The IRS has finalized its regulations on the medical device excise tax and released interim guidance that provides safe harbor rules for determining constructive sales price. Beginning on Jan. 1, 2013, manufacturers, producers and importers are required to remit a 2.3% manufacturers excise tax levied on the sale of medical devices. There are exceptions for devices sold for further manufacture or export, and devices that are generally purchased by the public at retail for individual use.
The final regulations (TD 9604) and interim guidance (Notice 2012-77) make very few changes to the facts-and-circumstances test and safe harbor for the retail exception, but do clarify several important points, including:
- there is a significant new safe harbor under the constructive pricing rules that will allow percentage reductions in the sales price;
- semi-monthly deposits of the tax are generally required, but the IRS is offering penalty relief for good faith efforts through the first three quarters of 2013;
- convenience kits made up of more than one taxable medical device will not themselves be taxable medical devices under interim guidance;
- installment sales of medical devices entered into before March 30, 2010, are exempt from tax, regardless of when payments are made;
- taxpayers may not file Form 637 or Form 720 on a consolidated basis; and
- the IRS rejected requests for carve-outs on many types of devices, including for nonhuman, nonmedical, dental or humanitarian uses.
Definition of device
The IRS defines a taxable medical device as any device listed with the FDA under section 510(j) of the FFDCA and 21 CFR part 807, and fully relies on this FDA designation without exception. The IRS rejected many requests for exceptions, including requests to carve out biologic devices that are also subject to a pharmaceutical industry fee, dual-use devices sold as "not intended for humans," dual-use devices sold for nonmedical applications, devices for humanitarian use and dental devices. The IRS ruled that any item listed by the FDA under the applicable definition is a taxable medical device, unless it meets an exemption.

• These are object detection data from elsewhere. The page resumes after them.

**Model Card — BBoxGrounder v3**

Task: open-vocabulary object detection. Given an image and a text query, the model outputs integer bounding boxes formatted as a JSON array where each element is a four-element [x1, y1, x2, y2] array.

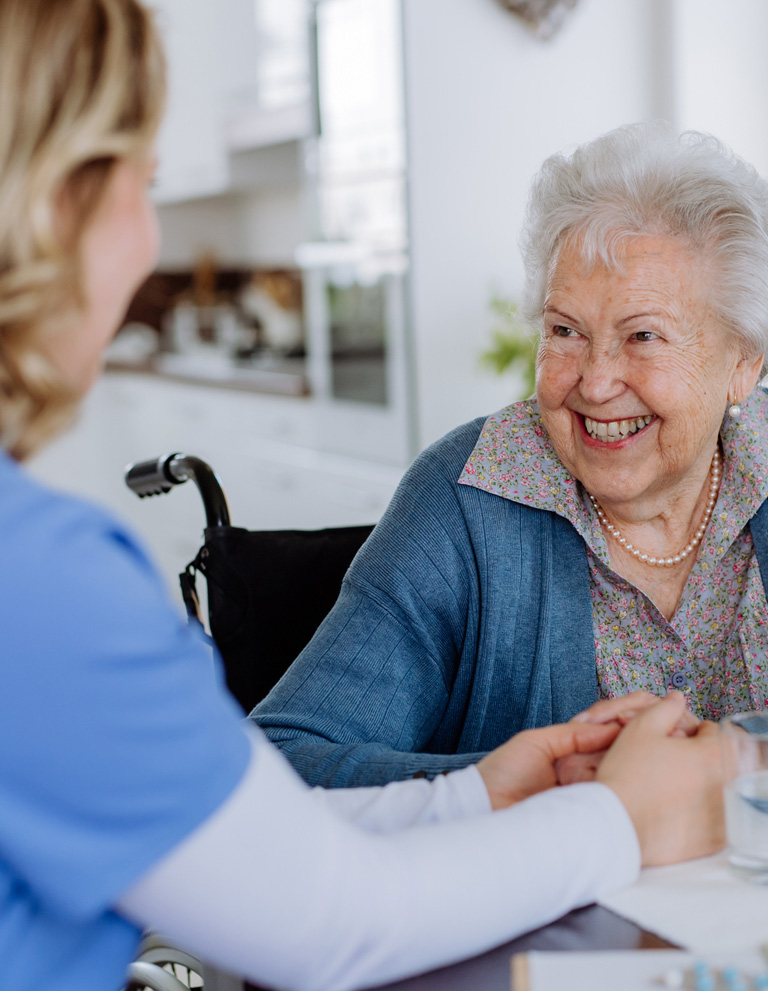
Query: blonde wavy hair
[[0, 0, 165, 460]]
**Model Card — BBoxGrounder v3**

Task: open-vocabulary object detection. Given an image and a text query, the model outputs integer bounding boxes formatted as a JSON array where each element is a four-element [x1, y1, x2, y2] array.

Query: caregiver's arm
[[118, 703, 720, 989]]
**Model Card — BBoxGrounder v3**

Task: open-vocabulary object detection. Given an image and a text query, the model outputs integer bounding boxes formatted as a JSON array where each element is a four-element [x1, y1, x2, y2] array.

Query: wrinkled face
[[50, 154, 159, 392], [537, 236, 760, 507]]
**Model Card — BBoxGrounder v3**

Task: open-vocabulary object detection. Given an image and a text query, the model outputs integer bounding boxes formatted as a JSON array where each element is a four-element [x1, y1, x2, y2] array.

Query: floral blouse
[[459, 389, 768, 719]]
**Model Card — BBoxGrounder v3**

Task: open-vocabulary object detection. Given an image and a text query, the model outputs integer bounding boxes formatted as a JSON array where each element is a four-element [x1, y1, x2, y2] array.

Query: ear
[[728, 355, 765, 403]]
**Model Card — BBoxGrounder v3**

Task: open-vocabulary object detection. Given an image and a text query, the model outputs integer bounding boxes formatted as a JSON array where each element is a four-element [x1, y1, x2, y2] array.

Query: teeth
[[584, 416, 653, 444]]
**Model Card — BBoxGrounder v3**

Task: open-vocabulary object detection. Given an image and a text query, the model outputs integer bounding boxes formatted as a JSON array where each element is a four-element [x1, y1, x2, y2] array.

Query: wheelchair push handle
[[124, 453, 229, 526]]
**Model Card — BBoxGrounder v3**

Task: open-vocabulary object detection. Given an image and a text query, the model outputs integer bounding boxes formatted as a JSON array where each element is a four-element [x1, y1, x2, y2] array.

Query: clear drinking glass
[[720, 712, 768, 884]]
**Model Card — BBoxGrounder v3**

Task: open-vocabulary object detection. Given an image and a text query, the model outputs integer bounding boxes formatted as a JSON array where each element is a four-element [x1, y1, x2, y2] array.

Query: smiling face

The IRS did acknowledge, however, that many components of nontaxable prosthetic or orthotic devices are themselves listed as taxable devices (this situation also applies to taxable components of nontaxable dental devices). The IRS did not provide an exemption for these components but asked for comments on the issue.
The original proposed regulations provided that when taxable medical devices are sold and placed in a convenience kit that is itself a taxable device, the sale of the components would be exempt as sales for further manufacture, while the sale of the kit itself would be taxable. The IRS has reversed this position with interim guidance. Notice 2012-77 provides that the sale of a domestic convenience kit comprising other taxable devices will not be taxable even if it is a listed device, and the sale of the components will be taxable instead. The sale of an imported convenience kit will be taxable only to the extent of the price that can be allocated to the taxable devices in the kit.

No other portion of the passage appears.